Lenny ends his monologue here and concludes by saying that all of the words that he’s said this evening, “lie closely with the ear of the beholder. What those words meant to you.” Lenny then sits down with Steve Allen to discuss this point of constitutional freedom. According to Bruce, the law prescribes true freedom of speech, and what is considered “dirty” to one may not be “dirty” to another. Allen points out that even in the Bible there are stories, words, and references to acts that you could not say on television, at which Bruce warns that someone tuning in right now would think that this was a religious program and then turn it right back off.

When asked if when he started working if he did more conventional jokes (“about the freeway and your wife’s cooking”) Bruce responds that he still does.

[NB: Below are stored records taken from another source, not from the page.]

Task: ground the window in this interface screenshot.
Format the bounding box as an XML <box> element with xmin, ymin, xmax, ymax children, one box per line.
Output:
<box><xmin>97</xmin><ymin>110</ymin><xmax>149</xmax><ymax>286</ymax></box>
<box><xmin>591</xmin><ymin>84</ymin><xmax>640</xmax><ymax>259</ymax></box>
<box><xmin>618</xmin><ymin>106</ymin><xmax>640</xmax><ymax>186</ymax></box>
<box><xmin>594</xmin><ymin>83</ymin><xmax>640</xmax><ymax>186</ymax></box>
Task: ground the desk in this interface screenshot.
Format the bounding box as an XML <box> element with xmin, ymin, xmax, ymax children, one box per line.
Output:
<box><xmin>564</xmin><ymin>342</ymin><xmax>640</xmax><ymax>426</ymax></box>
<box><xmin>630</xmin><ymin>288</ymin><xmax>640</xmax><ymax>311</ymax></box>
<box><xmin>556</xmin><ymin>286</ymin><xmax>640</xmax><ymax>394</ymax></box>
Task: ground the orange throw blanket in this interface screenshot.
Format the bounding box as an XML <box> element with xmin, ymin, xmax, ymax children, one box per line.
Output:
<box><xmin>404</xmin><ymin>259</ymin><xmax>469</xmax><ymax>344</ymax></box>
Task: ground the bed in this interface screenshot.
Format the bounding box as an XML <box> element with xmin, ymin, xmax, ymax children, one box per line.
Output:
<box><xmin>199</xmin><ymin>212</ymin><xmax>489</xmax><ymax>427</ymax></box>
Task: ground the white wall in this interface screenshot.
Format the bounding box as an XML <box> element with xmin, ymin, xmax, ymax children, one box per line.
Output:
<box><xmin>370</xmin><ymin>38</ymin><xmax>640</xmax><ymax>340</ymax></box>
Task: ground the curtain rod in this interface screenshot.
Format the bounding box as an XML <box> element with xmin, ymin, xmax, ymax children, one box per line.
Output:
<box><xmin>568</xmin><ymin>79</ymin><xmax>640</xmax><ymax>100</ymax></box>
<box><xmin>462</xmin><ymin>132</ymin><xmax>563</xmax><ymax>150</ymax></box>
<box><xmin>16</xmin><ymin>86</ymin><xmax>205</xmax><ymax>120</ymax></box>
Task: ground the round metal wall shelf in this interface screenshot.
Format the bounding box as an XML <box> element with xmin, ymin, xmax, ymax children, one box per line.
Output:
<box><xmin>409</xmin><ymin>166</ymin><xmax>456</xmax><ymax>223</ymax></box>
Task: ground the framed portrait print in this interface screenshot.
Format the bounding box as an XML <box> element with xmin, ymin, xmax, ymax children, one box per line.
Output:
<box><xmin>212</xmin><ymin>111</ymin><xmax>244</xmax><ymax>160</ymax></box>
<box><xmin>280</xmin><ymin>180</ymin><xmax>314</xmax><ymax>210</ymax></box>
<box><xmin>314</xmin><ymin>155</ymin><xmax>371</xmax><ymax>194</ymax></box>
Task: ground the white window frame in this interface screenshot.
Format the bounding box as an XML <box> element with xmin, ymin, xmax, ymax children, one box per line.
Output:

The main problem he has now is his public persona. “You get arrested in Town A, Town B has to follow suit. And then Town C is already ready for you.” It’s clear that Bruce believes he is right to say the things that he does, and doesn’t just do it for the headlines, but he also understands why his words offend some. He doesn’t blame the police as a whole. Instead, “Certain individuals…think a certain way and they interject their personal point of view.” While he’s careful to never directly say this, with a few references to the Communist party he alludes to the idea of the censoring of words being a slippery slope in which all civil liberties are threatened. Towards the end of the interview, Steve Allen sums it up thusly: “This is not a problem that can be viewed in black and white. Unbridled freedom would result in pure anarchy, and yet when you begin inching in, you find that you are moving into inhibitions of freedom… There is no way to solve the problem. What may be too much freedom may be not enough to someone else.”

Ultimately, this segment of The Steve Allen Show was never shown on television. The sponsor of the show, Westinghouse, demanded that Bruce’s performance not be broadcast, even after Allen offered to record an additional disclaimer. Reflecting on the experience in his book Funny People, Allen wrote, “It was a nightmarish experience for all involved, and most of all — I assume — for Lenny.”

Things have changed quite a bit in the almost 50 years since this episode was recorded. Today, with the advent of cable, there really isn’t much that you can’t say on television. However, the process of dealing with freedom of speech has become more self-policing; rather than criminal charges being levied, if there is a disagreement about something that is said there is a debate on the Internet. Sure, these debates can get nasty and carried away, but that’s just the way the Internet works. But sometimes actual opinions change and viewpoints are broadened as a result of these conversations. And I think that’s something Lenny Bruce would’ve been all for.